The Data Emulator Service orchestrates the emulation of data ingestion workflows. It provides a REST API—built on FastAPI—that enables external clients to trigger and manage emulator processes. The service integrates configuration management, logging, and resource setup (using Kafka and Minio) to simulate realistic data production. It leverages asynchronous background tasks and graceful signal handling for robust operation.

Overview

The Data Emulator Service is designed to generate synthetic data for testing, development, and integration purposes.
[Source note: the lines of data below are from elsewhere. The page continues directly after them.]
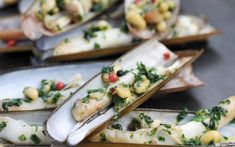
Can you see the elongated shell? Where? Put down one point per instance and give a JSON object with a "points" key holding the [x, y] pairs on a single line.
{"points": [[149, 53], [147, 33], [34, 28]]}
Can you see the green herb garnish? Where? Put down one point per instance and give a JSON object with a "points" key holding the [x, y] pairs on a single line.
{"points": [[22, 138], [117, 126], [97, 46], [34, 138], [11, 102], [3, 124], [146, 118], [161, 138], [103, 137], [85, 100], [182, 115]]}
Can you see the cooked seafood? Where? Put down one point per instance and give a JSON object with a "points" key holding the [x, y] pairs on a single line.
{"points": [[201, 130], [51, 17], [4, 3], [123, 87], [147, 18], [103, 35], [19, 132], [50, 94], [188, 25], [100, 35]]}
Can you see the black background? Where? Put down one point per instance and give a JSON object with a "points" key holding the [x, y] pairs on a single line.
{"points": [[216, 67]]}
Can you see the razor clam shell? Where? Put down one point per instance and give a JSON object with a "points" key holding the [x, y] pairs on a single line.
{"points": [[66, 72], [45, 45], [166, 116], [10, 28], [37, 30], [151, 49], [147, 34]]}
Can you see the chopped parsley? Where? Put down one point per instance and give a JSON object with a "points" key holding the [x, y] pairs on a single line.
{"points": [[107, 69], [103, 137], [60, 4], [161, 138], [215, 117], [117, 126], [98, 7], [168, 126], [97, 46], [66, 40], [85, 100], [22, 138], [134, 125], [152, 132], [227, 101], [201, 115], [149, 73], [34, 138], [191, 142], [3, 124], [90, 32], [146, 118], [119, 102], [182, 115], [101, 90], [11, 102]]}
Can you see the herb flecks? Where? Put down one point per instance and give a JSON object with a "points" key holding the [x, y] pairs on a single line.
{"points": [[34, 138], [3, 124], [182, 115], [103, 137]]}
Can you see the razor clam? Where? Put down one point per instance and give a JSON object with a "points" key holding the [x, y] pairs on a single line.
{"points": [[160, 132], [146, 121], [5, 3], [189, 25], [152, 56], [23, 132], [36, 21], [133, 12], [48, 100], [10, 28]]}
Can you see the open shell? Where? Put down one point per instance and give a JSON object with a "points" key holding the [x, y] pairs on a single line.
{"points": [[34, 29], [150, 53], [46, 46], [147, 33]]}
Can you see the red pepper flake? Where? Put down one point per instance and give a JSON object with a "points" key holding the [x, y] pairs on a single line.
{"points": [[166, 55], [59, 85], [113, 77], [11, 43], [153, 1], [136, 1], [113, 91]]}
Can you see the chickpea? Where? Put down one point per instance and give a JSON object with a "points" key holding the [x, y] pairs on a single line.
{"points": [[211, 136], [164, 7], [96, 95], [46, 88], [161, 27], [167, 15], [123, 91], [141, 86], [31, 93], [116, 68], [47, 5], [136, 20], [155, 124], [171, 5], [153, 17], [105, 77], [56, 22]]}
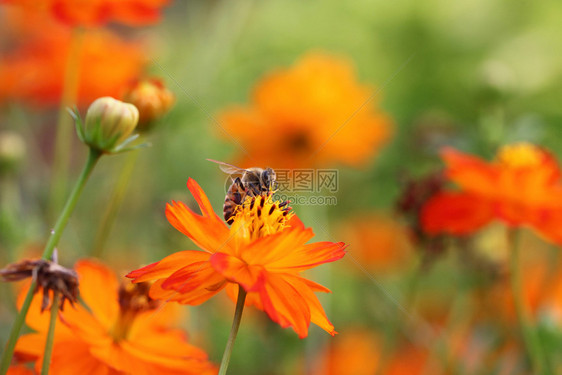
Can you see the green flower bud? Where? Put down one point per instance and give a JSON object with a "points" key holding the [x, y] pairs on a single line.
{"points": [[109, 122]]}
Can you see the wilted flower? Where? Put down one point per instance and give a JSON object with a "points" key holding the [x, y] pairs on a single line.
{"points": [[119, 332], [51, 278], [414, 196], [152, 99], [314, 113], [108, 125], [263, 251], [521, 186]]}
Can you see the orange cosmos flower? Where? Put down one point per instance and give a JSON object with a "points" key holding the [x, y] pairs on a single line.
{"points": [[152, 99], [264, 251], [314, 113], [91, 13], [379, 242], [359, 352], [34, 70], [520, 187], [19, 370], [123, 333]]}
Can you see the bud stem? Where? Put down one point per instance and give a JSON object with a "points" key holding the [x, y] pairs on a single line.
{"points": [[113, 207], [56, 233], [64, 125], [234, 330], [47, 353]]}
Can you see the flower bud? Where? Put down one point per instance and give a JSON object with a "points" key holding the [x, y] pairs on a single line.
{"points": [[108, 123], [152, 99]]}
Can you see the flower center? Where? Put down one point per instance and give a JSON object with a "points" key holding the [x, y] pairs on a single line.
{"points": [[133, 299], [520, 155], [260, 216]]}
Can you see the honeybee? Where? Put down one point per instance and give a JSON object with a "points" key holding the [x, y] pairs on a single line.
{"points": [[254, 182]]}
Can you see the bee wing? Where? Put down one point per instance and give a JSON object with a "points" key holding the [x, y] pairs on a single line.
{"points": [[228, 168]]}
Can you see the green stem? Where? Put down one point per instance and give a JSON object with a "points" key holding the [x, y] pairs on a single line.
{"points": [[47, 353], [234, 330], [64, 124], [530, 338], [56, 233], [114, 204]]}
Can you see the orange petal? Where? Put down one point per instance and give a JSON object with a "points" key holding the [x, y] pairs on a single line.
{"points": [[270, 249], [208, 231], [283, 303], [455, 213], [306, 288], [167, 266], [194, 283], [102, 301], [308, 256], [236, 270]]}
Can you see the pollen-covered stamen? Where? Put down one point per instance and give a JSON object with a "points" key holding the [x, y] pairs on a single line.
{"points": [[133, 299], [520, 155], [260, 216]]}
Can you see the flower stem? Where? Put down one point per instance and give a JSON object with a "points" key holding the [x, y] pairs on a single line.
{"points": [[56, 233], [234, 330], [114, 204], [47, 353], [64, 124], [530, 338]]}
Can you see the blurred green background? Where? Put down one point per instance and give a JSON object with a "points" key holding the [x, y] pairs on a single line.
{"points": [[473, 74]]}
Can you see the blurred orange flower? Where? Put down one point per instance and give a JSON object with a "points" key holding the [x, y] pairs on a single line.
{"points": [[358, 352], [314, 113], [152, 99], [520, 187], [34, 71], [19, 370], [98, 12], [542, 293], [121, 333], [378, 241], [263, 251]]}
It consists of a primary process that:

  • Parses command-line arguments using a custom CLI argument parser.
  • Loads configuration settings via a custom Settings class.
  • Sets up centralized logging.
  • Spawns a child process to run the REST API server (using Uvicorn).

The service uses an asynchronous signal handler to listen for termination signals (such as SIGINT and SIGTERM), ensuring that both the REST API server and any running tasks are shutdown gracefully.

Features

  • RESTful API Interface: Provides endpoints to interact with emulator use cases, allowing external triggering of long-running data emulation tasks.

  • Modular Architecture: Separates concerns by delegating configuration, logging, and resource initialization to dedicated modules. The REST API is run in an isolated child process.

  • Configuration and Dependency Injection: Uses a custom Settings class to configure external resources (Kafka, Minio) and logging. Command-line arguments control verbosity, debug mode, and log levels.

  • Asynchronous Background Tasks: Emulation tasks are scheduled asynchronously using FastAPI’s BackgroundTasks, ensuring that API responses remain quick while the heavy lifting occurs in the background.

  • Graceful Shutdown Handling: A dedicated signal handler captures termination signals and coordinates the proper shutdown of the REST API process and any background tasks.

Architecture

The service’s main entry point performs the following steps:

  1. Setup Service:

  2. Parses CLI arguments using new_args_parser.

  3. Loads configuration settings from both CLI parameters and environment variables.
  4. Sets up logging and propagates the log level to the application’s environment.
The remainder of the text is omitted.